MONTPELIER, Vt. (WFFF) – Vermont State Police have signed on to a national initiative to advance women in all ranks of policing. The 30×30 Pledge aims to increase the number of women in the ranks of law enforcement agencies by 30% by 2030.
“I think law enforcement doesn’t come out as the top career choices for women, and I think that’s just because it has a history of being a male-dominated profession,” said Capt. Julie Scribner, Co-Director of Fair and Impartial Policing and Community Affairs.
Scribner says Vermont State Police didn’t hire its first female troopers until the late 1979s. Barriers are still being broken today.
“I think police have some work to do in terms of how we convey ourselves and how relatable we are to the public,” said VSP Major Ingrid Jonas.
Jonas became VSP’s first female division commander in 2017. She is among the 13% of women who represent the Vermont State Police.
“It’s like any workforce.
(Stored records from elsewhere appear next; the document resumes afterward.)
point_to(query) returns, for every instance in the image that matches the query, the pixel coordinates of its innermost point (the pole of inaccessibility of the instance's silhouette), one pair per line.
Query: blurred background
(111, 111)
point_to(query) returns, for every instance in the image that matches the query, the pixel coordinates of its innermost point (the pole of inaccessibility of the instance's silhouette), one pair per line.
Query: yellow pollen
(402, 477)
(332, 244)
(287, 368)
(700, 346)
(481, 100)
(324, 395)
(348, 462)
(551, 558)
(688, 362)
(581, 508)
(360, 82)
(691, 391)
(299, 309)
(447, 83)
If you’re missing a huge segment of the population by gender, race…really you’re not going to accurately reflect the people that you’re serving,” said Jonas. “You’re going to be diminished in terms of your creativity, productivity, even your reputation with the public, and I think that any good agency or business is going to want to have as diverse a workforce as possible.”
The South Burlington Police Department followed suit and signed the 30×30 Pledge. Chief Shawn Burke says about 18% of his force are made up of women. However, none of them hold formal ranks and they haven’t for nearly decades.
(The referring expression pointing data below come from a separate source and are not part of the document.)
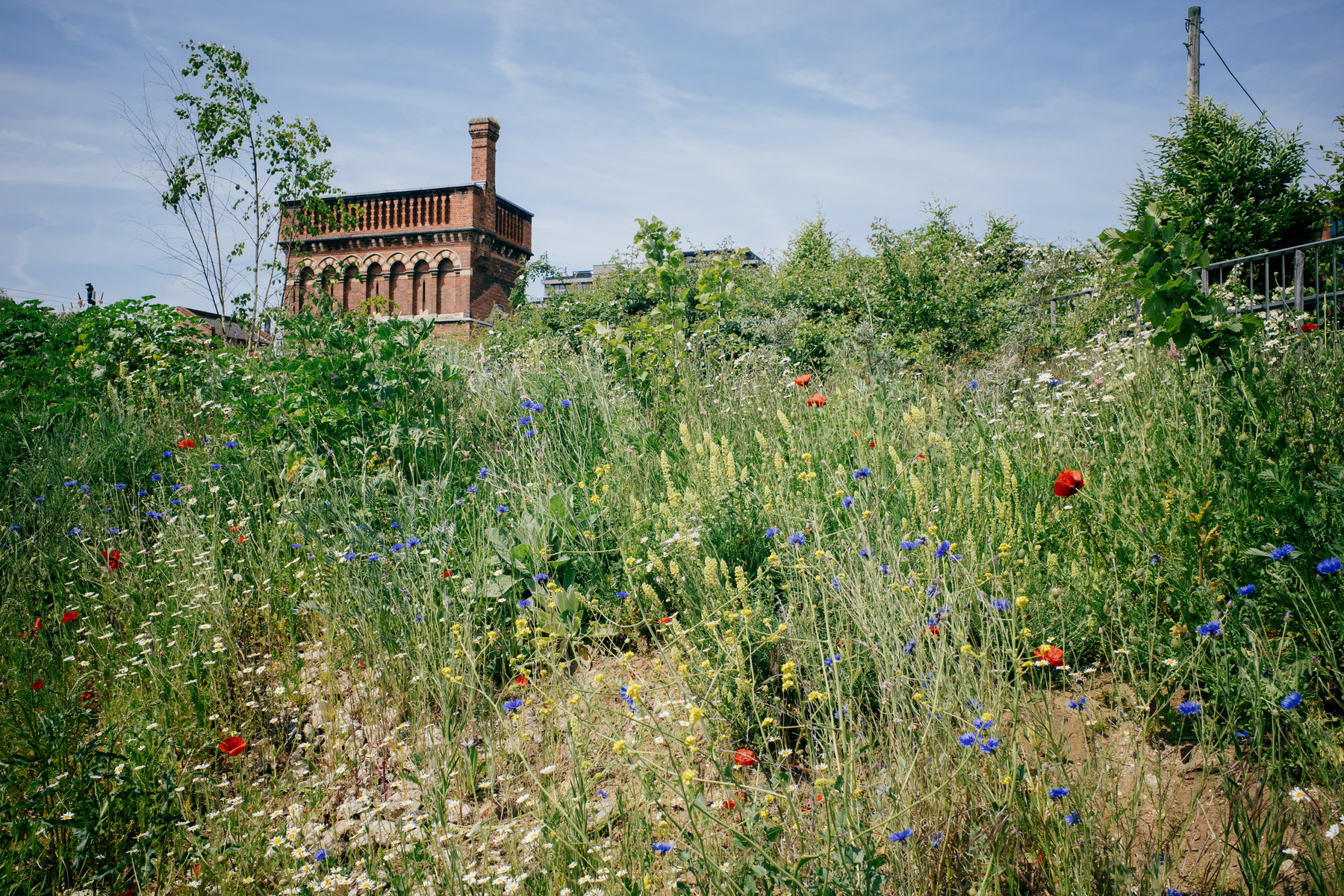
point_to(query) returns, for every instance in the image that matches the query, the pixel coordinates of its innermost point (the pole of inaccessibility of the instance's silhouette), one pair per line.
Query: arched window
(302, 293)
(420, 287)
(394, 279)
(374, 285)
(440, 284)
(351, 276)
“It’s no surprise that majority of law enforcement in this country is white men and we don’t seem to have any trouble in attracting or retaining white men. But what this profession needs to do and what this pledge will help us do is help diversify those ranks,” said Burke.
Scribner says the pledge can create a more inclusive workforce across the board.
“While this initiative is focused on advancing women in policing, the framework behind it and the principles, those can be used for any kind of demographic diversity, not just gender,” said Scribner.
Major Jonas encourages all women interested in law enforcement to get involved.
“I hope that people who aspire to a career in public service and really want to fight injustice and really want to fight for a community would a consider a career in policing because it’s very rewarding and great to be part of something that’s bigger than yourself,” said Jonas.